Keep the video under 3 minutes. Record with OBS or Loom. No cuts during the generation — the live stream is the point.
---
## 9. Bonus Badge Checklist
| Badge | How you earn it | Status |
|---|---|---|
| **Off the Grid** | 1.5B runs 100% in browser, no cloud API for inference | ✅ Automatic |
| **Llama Champion** | 14B served via llama.cpp on Modal | ✅ Automatic |
| **Off-Brand** | Custom dark theme, rollback animation, token counter, status bar | ✅ Build it |
| **Field Notes** | Write a blog post on HF or Dev.to explaining the speculative split-brain architecture | ✅ Write it post-build |
---
## 10. Submission Checklist
Before June 15 deadline:
- [ ] Modal verifier deployed and endpoint URL confirmed working
- [ ] HF Space live and publicly accessible under `build-small-hackathon` org
- [ ] WebGPU model loads in Chrome without errors
- [ ] Token streaming visible in UI
- [ ] Rollback animation triggers on at least one FIX/REWRITE verdict
- [ ] Sandbox execution output shown in demo
- [ ] Demo video recorded and uploaded (YouTube unlisted or HF)
- [ ] Social media post published (Twitter/X or LinkedIn) with Space link and demo video
- [ ] README.md Space card complete with description, tags, and video embed
- [ ] Field Notes blog post published and linked in README
---
## 11. Known Gotchas
**WebGPU VRAM:** The 1.5B Q4 ONNX model needs ~1GB VRAM. On machines with integrated graphics sharing system RAM, this works but may be slow. Document the Chrome + dedicated GPU requirement.

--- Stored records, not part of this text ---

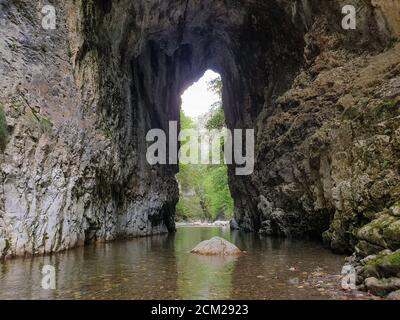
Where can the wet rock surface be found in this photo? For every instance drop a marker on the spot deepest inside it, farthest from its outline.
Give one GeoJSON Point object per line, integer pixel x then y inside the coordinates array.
{"type": "Point", "coordinates": [216, 246]}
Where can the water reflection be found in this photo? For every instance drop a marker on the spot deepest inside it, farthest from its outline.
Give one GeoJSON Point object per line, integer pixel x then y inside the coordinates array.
{"type": "Point", "coordinates": [162, 267]}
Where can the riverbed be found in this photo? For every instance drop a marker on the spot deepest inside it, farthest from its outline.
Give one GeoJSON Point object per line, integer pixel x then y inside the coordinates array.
{"type": "Point", "coordinates": [161, 267]}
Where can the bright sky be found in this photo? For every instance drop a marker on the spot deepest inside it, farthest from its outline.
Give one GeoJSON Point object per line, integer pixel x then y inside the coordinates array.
{"type": "Point", "coordinates": [197, 100]}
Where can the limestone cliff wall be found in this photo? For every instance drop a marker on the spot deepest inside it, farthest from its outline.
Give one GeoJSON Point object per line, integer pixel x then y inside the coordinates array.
{"type": "Point", "coordinates": [79, 100]}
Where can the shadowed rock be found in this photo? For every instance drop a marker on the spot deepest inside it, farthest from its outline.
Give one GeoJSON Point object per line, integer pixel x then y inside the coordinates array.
{"type": "Point", "coordinates": [216, 246]}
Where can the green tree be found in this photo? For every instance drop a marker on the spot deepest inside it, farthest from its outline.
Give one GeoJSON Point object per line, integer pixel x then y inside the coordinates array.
{"type": "Point", "coordinates": [204, 190]}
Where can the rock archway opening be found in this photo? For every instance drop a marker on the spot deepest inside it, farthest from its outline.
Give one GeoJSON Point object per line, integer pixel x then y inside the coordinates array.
{"type": "Point", "coordinates": [204, 193]}
{"type": "Point", "coordinates": [256, 48]}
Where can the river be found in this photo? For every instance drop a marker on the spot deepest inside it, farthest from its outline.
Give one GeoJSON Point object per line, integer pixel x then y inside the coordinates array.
{"type": "Point", "coordinates": [161, 267]}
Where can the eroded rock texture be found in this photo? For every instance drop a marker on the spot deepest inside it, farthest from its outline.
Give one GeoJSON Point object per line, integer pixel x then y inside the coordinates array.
{"type": "Point", "coordinates": [80, 99]}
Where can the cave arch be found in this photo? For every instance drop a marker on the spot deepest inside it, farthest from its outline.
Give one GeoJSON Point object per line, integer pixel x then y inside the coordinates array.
{"type": "Point", "coordinates": [255, 46]}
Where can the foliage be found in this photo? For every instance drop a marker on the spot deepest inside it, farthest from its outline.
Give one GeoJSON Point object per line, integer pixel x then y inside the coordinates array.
{"type": "Point", "coordinates": [204, 191]}
{"type": "Point", "coordinates": [217, 119]}
{"type": "Point", "coordinates": [3, 129]}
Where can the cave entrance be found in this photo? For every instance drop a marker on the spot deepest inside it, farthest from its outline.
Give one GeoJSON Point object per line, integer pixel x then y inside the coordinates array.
{"type": "Point", "coordinates": [203, 187]}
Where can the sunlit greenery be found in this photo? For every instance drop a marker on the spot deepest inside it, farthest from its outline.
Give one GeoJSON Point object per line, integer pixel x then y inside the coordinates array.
{"type": "Point", "coordinates": [204, 188]}
{"type": "Point", "coordinates": [3, 129]}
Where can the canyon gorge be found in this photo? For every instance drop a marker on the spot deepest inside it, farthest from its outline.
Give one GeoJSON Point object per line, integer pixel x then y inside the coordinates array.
{"type": "Point", "coordinates": [78, 101]}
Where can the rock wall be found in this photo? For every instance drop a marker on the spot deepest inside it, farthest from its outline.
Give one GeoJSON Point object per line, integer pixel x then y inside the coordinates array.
{"type": "Point", "coordinates": [79, 100]}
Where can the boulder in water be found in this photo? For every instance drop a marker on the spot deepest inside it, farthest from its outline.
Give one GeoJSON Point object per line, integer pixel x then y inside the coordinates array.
{"type": "Point", "coordinates": [216, 246]}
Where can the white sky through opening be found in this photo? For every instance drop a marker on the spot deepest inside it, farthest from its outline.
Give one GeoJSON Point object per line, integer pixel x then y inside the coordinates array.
{"type": "Point", "coordinates": [197, 99]}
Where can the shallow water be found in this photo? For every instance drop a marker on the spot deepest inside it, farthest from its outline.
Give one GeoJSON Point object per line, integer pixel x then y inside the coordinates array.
{"type": "Point", "coordinates": [161, 267]}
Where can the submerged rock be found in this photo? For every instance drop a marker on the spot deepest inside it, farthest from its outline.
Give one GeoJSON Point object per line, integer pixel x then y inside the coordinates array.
{"type": "Point", "coordinates": [382, 287]}
{"type": "Point", "coordinates": [216, 246]}
{"type": "Point", "coordinates": [395, 295]}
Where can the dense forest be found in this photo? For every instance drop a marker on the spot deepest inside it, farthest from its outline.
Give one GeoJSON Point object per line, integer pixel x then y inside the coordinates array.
{"type": "Point", "coordinates": [204, 190]}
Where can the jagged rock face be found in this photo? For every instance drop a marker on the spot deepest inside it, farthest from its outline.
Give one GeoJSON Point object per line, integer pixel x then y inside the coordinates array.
{"type": "Point", "coordinates": [80, 99]}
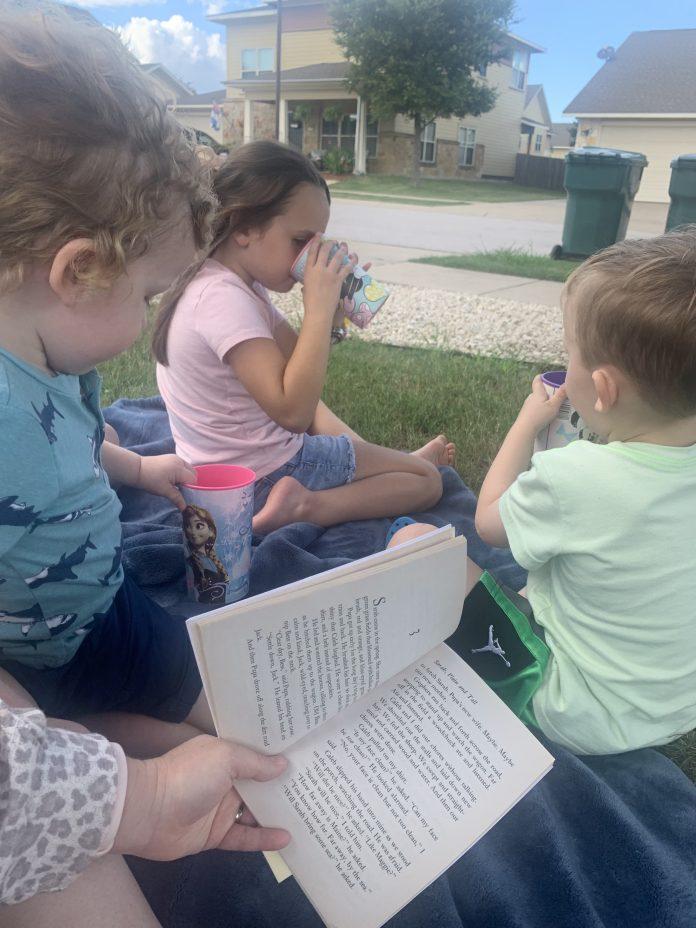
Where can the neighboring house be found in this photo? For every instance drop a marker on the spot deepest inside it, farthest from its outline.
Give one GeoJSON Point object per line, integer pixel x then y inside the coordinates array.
{"type": "Point", "coordinates": [535, 130]}
{"type": "Point", "coordinates": [562, 138]}
{"type": "Point", "coordinates": [643, 99]}
{"type": "Point", "coordinates": [192, 110]}
{"type": "Point", "coordinates": [318, 112]}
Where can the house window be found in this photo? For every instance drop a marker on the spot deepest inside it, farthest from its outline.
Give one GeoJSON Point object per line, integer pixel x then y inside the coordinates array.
{"type": "Point", "coordinates": [520, 65]}
{"type": "Point", "coordinates": [255, 60]}
{"type": "Point", "coordinates": [371, 136]}
{"type": "Point", "coordinates": [339, 133]}
{"type": "Point", "coordinates": [428, 144]}
{"type": "Point", "coordinates": [467, 147]}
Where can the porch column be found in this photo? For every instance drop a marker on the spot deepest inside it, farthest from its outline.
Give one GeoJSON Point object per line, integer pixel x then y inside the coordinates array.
{"type": "Point", "coordinates": [360, 166]}
{"type": "Point", "coordinates": [248, 126]}
{"type": "Point", "coordinates": [283, 122]}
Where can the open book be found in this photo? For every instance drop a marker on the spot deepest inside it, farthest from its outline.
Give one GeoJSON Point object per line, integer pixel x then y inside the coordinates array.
{"type": "Point", "coordinates": [400, 757]}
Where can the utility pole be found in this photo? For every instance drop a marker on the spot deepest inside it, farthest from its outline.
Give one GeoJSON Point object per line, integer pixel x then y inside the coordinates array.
{"type": "Point", "coordinates": [279, 34]}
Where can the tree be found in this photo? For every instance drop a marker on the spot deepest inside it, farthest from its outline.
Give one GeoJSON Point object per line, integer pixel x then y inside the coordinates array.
{"type": "Point", "coordinates": [422, 58]}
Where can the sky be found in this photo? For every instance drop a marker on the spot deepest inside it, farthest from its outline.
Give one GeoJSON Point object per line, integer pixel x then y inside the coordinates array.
{"type": "Point", "coordinates": [178, 34]}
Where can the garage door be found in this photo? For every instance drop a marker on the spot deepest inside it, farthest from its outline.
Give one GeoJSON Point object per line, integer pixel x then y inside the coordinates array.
{"type": "Point", "coordinates": [659, 142]}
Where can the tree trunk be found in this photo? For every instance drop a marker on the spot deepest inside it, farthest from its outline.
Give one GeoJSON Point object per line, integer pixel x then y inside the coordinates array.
{"type": "Point", "coordinates": [415, 166]}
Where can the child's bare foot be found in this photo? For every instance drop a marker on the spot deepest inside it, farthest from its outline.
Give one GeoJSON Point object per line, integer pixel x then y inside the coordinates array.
{"type": "Point", "coordinates": [439, 451]}
{"type": "Point", "coordinates": [287, 502]}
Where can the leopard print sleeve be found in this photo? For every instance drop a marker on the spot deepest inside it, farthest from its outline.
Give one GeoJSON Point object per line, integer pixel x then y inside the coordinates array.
{"type": "Point", "coordinates": [59, 798]}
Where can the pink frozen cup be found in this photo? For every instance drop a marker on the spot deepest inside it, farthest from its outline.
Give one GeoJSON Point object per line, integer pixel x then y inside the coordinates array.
{"type": "Point", "coordinates": [361, 295]}
{"type": "Point", "coordinates": [217, 533]}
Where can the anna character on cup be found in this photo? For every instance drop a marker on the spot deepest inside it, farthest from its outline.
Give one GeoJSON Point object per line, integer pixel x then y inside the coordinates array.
{"type": "Point", "coordinates": [209, 574]}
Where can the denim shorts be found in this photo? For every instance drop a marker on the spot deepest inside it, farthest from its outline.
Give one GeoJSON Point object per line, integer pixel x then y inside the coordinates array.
{"type": "Point", "coordinates": [323, 462]}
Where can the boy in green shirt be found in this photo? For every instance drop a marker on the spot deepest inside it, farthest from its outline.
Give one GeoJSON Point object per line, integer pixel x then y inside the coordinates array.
{"type": "Point", "coordinates": [606, 532]}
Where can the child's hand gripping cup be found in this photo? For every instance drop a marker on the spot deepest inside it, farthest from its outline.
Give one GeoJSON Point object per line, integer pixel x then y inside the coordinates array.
{"type": "Point", "coordinates": [361, 295]}
{"type": "Point", "coordinates": [568, 425]}
{"type": "Point", "coordinates": [217, 533]}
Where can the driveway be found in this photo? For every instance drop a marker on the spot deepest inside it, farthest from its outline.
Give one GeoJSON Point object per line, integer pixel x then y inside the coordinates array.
{"type": "Point", "coordinates": [535, 225]}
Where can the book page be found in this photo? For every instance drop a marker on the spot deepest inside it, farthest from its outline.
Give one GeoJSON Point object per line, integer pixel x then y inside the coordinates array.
{"type": "Point", "coordinates": [384, 798]}
{"type": "Point", "coordinates": [277, 669]}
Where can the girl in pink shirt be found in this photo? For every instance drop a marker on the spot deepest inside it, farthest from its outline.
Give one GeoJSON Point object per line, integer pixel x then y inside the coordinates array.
{"type": "Point", "coordinates": [241, 387]}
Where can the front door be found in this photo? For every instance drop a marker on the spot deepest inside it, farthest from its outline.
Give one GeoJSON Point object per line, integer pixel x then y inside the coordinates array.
{"type": "Point", "coordinates": [295, 132]}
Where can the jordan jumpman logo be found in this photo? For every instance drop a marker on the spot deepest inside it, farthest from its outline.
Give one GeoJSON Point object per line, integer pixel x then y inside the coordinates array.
{"type": "Point", "coordinates": [493, 646]}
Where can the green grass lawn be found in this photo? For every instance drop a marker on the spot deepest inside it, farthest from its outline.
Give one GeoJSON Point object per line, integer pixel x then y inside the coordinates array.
{"type": "Point", "coordinates": [402, 397]}
{"type": "Point", "coordinates": [506, 261]}
{"type": "Point", "coordinates": [451, 191]}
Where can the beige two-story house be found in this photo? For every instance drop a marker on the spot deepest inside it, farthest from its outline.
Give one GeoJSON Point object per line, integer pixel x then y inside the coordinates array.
{"type": "Point", "coordinates": [642, 99]}
{"type": "Point", "coordinates": [318, 112]}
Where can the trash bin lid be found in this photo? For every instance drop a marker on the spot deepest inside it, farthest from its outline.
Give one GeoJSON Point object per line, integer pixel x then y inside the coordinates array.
{"type": "Point", "coordinates": [591, 152]}
{"type": "Point", "coordinates": [684, 162]}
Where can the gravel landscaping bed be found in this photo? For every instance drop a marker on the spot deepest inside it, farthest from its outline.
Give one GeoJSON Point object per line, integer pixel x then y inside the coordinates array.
{"type": "Point", "coordinates": [480, 325]}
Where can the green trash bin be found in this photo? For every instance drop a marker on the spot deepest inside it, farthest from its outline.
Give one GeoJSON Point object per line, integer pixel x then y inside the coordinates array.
{"type": "Point", "coordinates": [682, 192]}
{"type": "Point", "coordinates": [601, 185]}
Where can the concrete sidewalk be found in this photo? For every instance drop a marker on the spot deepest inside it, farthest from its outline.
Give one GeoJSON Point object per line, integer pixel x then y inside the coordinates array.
{"type": "Point", "coordinates": [534, 226]}
{"type": "Point", "coordinates": [391, 264]}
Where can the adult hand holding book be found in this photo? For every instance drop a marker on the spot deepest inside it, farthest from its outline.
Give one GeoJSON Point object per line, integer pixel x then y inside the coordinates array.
{"type": "Point", "coordinates": [400, 757]}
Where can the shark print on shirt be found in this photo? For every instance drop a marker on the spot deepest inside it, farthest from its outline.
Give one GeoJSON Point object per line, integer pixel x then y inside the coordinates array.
{"type": "Point", "coordinates": [13, 512]}
{"type": "Point", "coordinates": [54, 573]}
{"type": "Point", "coordinates": [47, 416]}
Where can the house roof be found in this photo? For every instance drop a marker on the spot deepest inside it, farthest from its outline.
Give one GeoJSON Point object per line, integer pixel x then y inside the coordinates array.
{"type": "Point", "coordinates": [268, 8]}
{"type": "Point", "coordinates": [154, 67]}
{"type": "Point", "coordinates": [536, 92]}
{"type": "Point", "coordinates": [326, 71]}
{"type": "Point", "coordinates": [651, 72]}
{"type": "Point", "coordinates": [560, 135]}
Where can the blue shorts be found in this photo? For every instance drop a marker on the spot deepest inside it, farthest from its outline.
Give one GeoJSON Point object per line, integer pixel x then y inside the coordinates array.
{"type": "Point", "coordinates": [323, 462]}
{"type": "Point", "coordinates": [137, 658]}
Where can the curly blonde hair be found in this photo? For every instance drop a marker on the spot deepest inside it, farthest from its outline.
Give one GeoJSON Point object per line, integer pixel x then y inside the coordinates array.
{"type": "Point", "coordinates": [88, 150]}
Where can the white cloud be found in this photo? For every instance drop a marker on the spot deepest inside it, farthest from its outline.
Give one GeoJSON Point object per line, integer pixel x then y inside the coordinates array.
{"type": "Point", "coordinates": [193, 55]}
{"type": "Point", "coordinates": [93, 4]}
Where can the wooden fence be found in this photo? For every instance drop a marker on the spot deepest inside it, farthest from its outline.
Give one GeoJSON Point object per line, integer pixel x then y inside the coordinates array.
{"type": "Point", "coordinates": [534, 171]}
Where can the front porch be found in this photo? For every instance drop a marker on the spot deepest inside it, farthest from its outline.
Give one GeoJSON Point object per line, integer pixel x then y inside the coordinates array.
{"type": "Point", "coordinates": [317, 113]}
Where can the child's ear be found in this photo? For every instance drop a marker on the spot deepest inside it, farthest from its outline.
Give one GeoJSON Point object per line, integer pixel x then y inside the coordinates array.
{"type": "Point", "coordinates": [606, 386]}
{"type": "Point", "coordinates": [64, 277]}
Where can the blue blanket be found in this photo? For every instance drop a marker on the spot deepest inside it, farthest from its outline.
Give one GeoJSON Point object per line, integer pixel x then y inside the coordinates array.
{"type": "Point", "coordinates": [603, 842]}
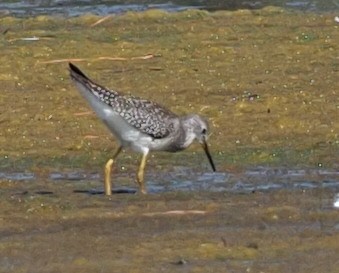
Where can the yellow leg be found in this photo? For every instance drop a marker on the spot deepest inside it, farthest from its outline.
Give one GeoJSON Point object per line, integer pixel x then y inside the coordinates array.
{"type": "Point", "coordinates": [140, 174]}
{"type": "Point", "coordinates": [108, 170]}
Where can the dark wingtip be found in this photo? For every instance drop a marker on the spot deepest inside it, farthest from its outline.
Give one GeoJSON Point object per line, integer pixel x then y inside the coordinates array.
{"type": "Point", "coordinates": [77, 71]}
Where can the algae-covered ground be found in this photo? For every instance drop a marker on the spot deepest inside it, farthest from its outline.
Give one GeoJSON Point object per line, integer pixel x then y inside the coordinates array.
{"type": "Point", "coordinates": [267, 82]}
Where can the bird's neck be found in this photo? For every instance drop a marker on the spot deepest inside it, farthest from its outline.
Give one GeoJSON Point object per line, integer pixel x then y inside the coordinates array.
{"type": "Point", "coordinates": [189, 135]}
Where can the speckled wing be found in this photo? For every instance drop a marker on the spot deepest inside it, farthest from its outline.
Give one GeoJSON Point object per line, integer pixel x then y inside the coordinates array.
{"type": "Point", "coordinates": [147, 116]}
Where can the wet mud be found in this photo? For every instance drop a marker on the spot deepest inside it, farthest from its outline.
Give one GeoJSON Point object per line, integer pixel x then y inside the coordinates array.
{"type": "Point", "coordinates": [266, 80]}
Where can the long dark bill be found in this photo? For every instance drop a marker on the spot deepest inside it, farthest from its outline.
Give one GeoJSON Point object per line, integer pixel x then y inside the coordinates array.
{"type": "Point", "coordinates": [205, 147]}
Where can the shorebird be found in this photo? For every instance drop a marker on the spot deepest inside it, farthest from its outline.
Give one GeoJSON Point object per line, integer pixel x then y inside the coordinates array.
{"type": "Point", "coordinates": [140, 124]}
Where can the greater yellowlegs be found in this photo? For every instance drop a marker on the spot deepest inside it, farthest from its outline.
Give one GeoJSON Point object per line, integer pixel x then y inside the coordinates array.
{"type": "Point", "coordinates": [140, 124]}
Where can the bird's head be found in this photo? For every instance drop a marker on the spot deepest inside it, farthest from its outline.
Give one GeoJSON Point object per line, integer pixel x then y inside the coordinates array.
{"type": "Point", "coordinates": [198, 127]}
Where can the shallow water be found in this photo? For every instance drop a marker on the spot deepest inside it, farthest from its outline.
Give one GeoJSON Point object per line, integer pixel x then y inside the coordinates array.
{"type": "Point", "coordinates": [26, 8]}
{"type": "Point", "coordinates": [267, 81]}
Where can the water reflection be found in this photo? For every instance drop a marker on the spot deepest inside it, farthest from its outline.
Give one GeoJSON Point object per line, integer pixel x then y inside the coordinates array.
{"type": "Point", "coordinates": [25, 8]}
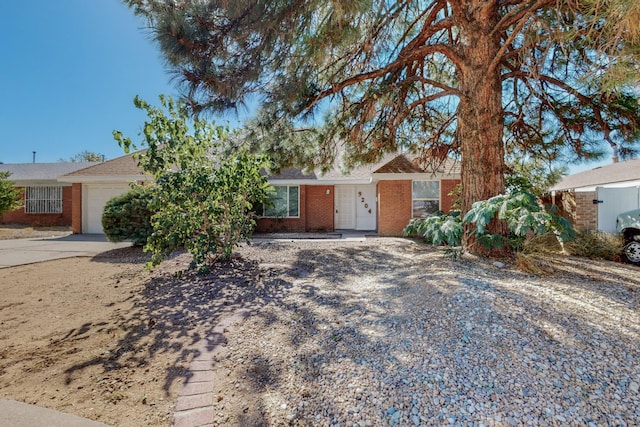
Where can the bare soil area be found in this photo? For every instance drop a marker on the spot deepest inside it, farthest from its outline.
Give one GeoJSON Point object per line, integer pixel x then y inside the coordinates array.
{"type": "Point", "coordinates": [385, 330]}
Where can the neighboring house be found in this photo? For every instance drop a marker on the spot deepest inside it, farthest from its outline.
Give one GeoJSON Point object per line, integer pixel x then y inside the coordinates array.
{"type": "Point", "coordinates": [92, 187]}
{"type": "Point", "coordinates": [46, 201]}
{"type": "Point", "coordinates": [378, 198]}
{"type": "Point", "coordinates": [593, 199]}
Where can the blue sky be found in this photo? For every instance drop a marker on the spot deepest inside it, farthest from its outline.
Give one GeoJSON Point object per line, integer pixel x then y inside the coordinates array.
{"type": "Point", "coordinates": [70, 70]}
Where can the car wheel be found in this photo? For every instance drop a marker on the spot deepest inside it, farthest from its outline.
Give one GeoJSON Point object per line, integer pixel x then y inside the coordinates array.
{"type": "Point", "coordinates": [632, 252]}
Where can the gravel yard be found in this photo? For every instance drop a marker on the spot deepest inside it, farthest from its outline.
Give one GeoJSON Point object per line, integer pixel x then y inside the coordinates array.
{"type": "Point", "coordinates": [391, 332]}
{"type": "Point", "coordinates": [341, 333]}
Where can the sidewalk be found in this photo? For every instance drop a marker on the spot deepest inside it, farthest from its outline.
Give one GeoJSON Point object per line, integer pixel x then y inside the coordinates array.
{"type": "Point", "coordinates": [28, 251]}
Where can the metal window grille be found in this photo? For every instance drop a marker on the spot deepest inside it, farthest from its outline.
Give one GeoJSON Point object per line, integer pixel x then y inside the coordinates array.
{"type": "Point", "coordinates": [43, 200]}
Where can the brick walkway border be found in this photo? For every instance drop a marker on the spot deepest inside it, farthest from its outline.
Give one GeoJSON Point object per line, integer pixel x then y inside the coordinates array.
{"type": "Point", "coordinates": [194, 407]}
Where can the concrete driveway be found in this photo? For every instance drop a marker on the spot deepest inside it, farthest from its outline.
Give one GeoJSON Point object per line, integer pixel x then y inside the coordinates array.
{"type": "Point", "coordinates": [28, 251]}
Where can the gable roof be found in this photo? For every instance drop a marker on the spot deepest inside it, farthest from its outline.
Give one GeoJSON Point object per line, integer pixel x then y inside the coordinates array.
{"type": "Point", "coordinates": [393, 163]}
{"type": "Point", "coordinates": [615, 173]}
{"type": "Point", "coordinates": [123, 168]}
{"type": "Point", "coordinates": [25, 172]}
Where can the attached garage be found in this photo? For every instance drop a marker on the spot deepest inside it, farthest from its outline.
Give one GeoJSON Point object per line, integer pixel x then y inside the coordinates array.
{"type": "Point", "coordinates": [95, 185]}
{"type": "Point", "coordinates": [95, 197]}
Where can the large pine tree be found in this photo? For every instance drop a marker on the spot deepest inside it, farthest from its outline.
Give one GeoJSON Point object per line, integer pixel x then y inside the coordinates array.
{"type": "Point", "coordinates": [467, 77]}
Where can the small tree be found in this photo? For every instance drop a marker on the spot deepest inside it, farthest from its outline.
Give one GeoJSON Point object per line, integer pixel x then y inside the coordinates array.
{"type": "Point", "coordinates": [202, 199]}
{"type": "Point", "coordinates": [10, 197]}
{"type": "Point", "coordinates": [128, 216]}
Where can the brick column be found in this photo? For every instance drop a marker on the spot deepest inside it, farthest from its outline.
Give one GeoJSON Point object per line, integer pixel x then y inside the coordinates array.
{"type": "Point", "coordinates": [76, 208]}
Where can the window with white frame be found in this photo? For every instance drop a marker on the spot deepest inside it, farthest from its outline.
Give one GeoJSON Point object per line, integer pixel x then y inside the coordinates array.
{"type": "Point", "coordinates": [284, 202]}
{"type": "Point", "coordinates": [43, 200]}
{"type": "Point", "coordinates": [426, 198]}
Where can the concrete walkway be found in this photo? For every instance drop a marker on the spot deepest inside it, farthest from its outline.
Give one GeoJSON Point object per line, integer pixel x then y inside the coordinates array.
{"type": "Point", "coordinates": [28, 251]}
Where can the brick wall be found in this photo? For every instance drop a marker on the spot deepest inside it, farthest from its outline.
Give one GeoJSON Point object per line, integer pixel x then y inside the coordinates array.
{"type": "Point", "coordinates": [19, 216]}
{"type": "Point", "coordinates": [281, 225]}
{"type": "Point", "coordinates": [586, 214]}
{"type": "Point", "coordinates": [76, 208]}
{"type": "Point", "coordinates": [446, 187]}
{"type": "Point", "coordinates": [319, 208]}
{"type": "Point", "coordinates": [394, 206]}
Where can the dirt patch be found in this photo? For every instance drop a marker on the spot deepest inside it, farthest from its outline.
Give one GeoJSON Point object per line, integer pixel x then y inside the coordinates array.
{"type": "Point", "coordinates": [334, 328]}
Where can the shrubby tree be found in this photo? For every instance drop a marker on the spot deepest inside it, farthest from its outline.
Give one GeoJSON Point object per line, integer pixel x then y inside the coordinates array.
{"type": "Point", "coordinates": [471, 78]}
{"type": "Point", "coordinates": [202, 198]}
{"type": "Point", "coordinates": [10, 197]}
{"type": "Point", "coordinates": [127, 217]}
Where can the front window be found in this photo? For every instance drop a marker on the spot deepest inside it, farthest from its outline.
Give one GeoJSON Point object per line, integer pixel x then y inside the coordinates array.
{"type": "Point", "coordinates": [284, 202]}
{"type": "Point", "coordinates": [43, 200]}
{"type": "Point", "coordinates": [426, 198]}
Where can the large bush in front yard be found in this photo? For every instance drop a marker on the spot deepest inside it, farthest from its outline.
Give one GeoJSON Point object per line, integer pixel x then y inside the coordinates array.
{"type": "Point", "coordinates": [204, 194]}
{"type": "Point", "coordinates": [128, 216]}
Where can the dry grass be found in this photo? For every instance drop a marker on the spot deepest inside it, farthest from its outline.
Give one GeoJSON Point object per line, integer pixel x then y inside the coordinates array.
{"type": "Point", "coordinates": [596, 245]}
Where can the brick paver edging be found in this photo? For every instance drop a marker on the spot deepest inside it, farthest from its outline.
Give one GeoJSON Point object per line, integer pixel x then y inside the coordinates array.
{"type": "Point", "coordinates": [194, 407]}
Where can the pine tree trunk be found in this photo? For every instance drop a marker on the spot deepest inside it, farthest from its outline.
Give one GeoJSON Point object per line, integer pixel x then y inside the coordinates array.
{"type": "Point", "coordinates": [480, 117]}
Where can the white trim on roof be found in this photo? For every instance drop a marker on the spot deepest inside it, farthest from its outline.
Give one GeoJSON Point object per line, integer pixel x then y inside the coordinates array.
{"type": "Point", "coordinates": [622, 184]}
{"type": "Point", "coordinates": [320, 181]}
{"type": "Point", "coordinates": [428, 176]}
{"type": "Point", "coordinates": [104, 179]}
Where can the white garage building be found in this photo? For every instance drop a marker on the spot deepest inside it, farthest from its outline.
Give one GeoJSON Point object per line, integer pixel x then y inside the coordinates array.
{"type": "Point", "coordinates": [601, 194]}
{"type": "Point", "coordinates": [92, 187]}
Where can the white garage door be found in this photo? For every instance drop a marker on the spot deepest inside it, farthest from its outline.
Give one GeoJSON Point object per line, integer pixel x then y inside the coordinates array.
{"type": "Point", "coordinates": [94, 197]}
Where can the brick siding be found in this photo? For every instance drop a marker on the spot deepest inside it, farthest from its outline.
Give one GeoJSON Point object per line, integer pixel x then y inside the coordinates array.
{"type": "Point", "coordinates": [586, 213]}
{"type": "Point", "coordinates": [394, 207]}
{"type": "Point", "coordinates": [76, 208]}
{"type": "Point", "coordinates": [19, 216]}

**CORS:** Modal's ASGI endpoints allow cross-origin by default, but if you hit CORS errors in the browser JS, add `fastapi.middleware.cors.CORSMiddleware` to the web_app with `allow_origins=["*"]`.
**transformers.js version:** Pin to `3.5.x`. Breaking changes in 3.x are frequent. The CDN import in `engine.js` uses the pinned version — don't use `@latest`.
**Gradio JS bridge:** The `gr.Button(visible=False)` trigger pattern is the cleanest way to fire a Python function from browser JS in Gradio 5.x without websocket hacks. Do not use `gr.Request` for this — it won't work from inside a custom HTML block.
**Modal Volume first deploy:** The volume download must complete before the verifier function can load the model. Run `download_model` manually once and confirm with `modal volume ls qwen-14b-volume /models` before deploying the endpoint.
**HF Space cold start:** HF Spaces themselves also cold start. If the Space hasn't been visited recently, Gradio takes 20–30 seconds to boot. Add a loading spinner at the Gradio level using `gr.HTML` with a brief "Space initializing..." message that auto-hides once the page is interactive.